Mycoplasma pneumonia of swine (MPS) is responsible for significant economic losses in the swine industry. We selected Landrace pigs for reduced MPS pulmonary lesions over five generations, and measured concentrations of the following cytokines: interleukin (IL)-10, IL-13, IL-17, tumor necrosis factor (TNF)-α and interferon (IFN)-γ to estimate their correlation with MPS lesions. Sheep red blood cells (SRBC) were injected twice intramuscularly at 70 and 95 kg body weight. Blood serum samples were collected after 1 week of secondary SRBC inoculation and cytokine concentrations were analyzed by ELISA. Genetic parameters and breeding values were estimated. The heritability estimates of IL-10, IL-13, IL-17, TNF-α and IFN-γ were 0.20 ± 0.06, 0.12 ± 0.06, 0.27 ± 0.07, 0.20 ± 0.10 and 0.05 ± 0.03, respectively. Genetic correlations of IL-17 and TNF-α with pulmonary MPS lesions were high (-0.86 ± 0.13 and 0.69 ± 0.29, respectively) and those of IFN-γ and IL-13 with MPS lesions were moderately negative (-0.45). Through selection, the breeding values of IL-17 and IFN-γ increased substantially and those of TNF-α decreased. These results suggest that innate and cellular immunity are more important for the suppression of pulmonary lesions in MPS than humoral-mediated immunity, such as antibody response.
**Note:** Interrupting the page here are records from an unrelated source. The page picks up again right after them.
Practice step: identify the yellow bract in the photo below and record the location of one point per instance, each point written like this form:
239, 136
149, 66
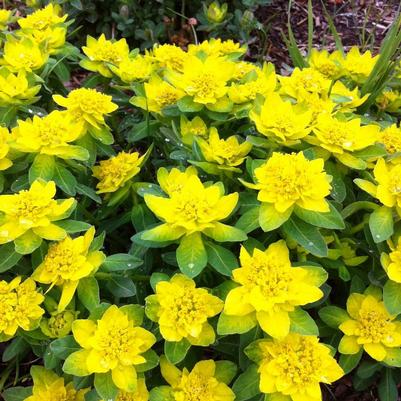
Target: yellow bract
5, 137
66, 262
16, 89
87, 106
204, 80
104, 53
294, 367
191, 129
195, 208
286, 180
280, 120
392, 262
112, 344
200, 384
49, 135
269, 288
182, 311
117, 171
31, 213
19, 306
370, 327
226, 153
47, 386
Correlated responses of respiratory disease and immune capacity traits of Landrace pigs selected for Mycoplasmal pneumonia of swine (MPS) lesion.

Five generations of Landrace pigs selected for average daily gain, backfat thickness, Mycoplasmal pneumonia of swine (MPS) lesion score, and plasma cortisol levels, was executed to decrease the MPS lesion score. Genetic parameters and correlated genetic responses for respiratory disease and peripheral blood immune traits were estimated in 1395 Landrace pigs. We estimated the negative genetic correlation of MPS lesion score with phagocytic activity (PA) at 7 weeks of age (-0.67). The breeding values of PA at 7 weeks of age and 105 kg body weight and the correlated selection response of the ratio of granular leukocytes to lymphocytes at 105 kg body weight were significantly increased, and sheep red blood cell-specific antibody production (AP) was significantly decreased in a selection-dependent manner. Increasing of natural immunological indicators (e.g. PA) and decreasing of humoral immunological indicator (e.g. AP) were observed due to genetically decreasing MPS lesion score.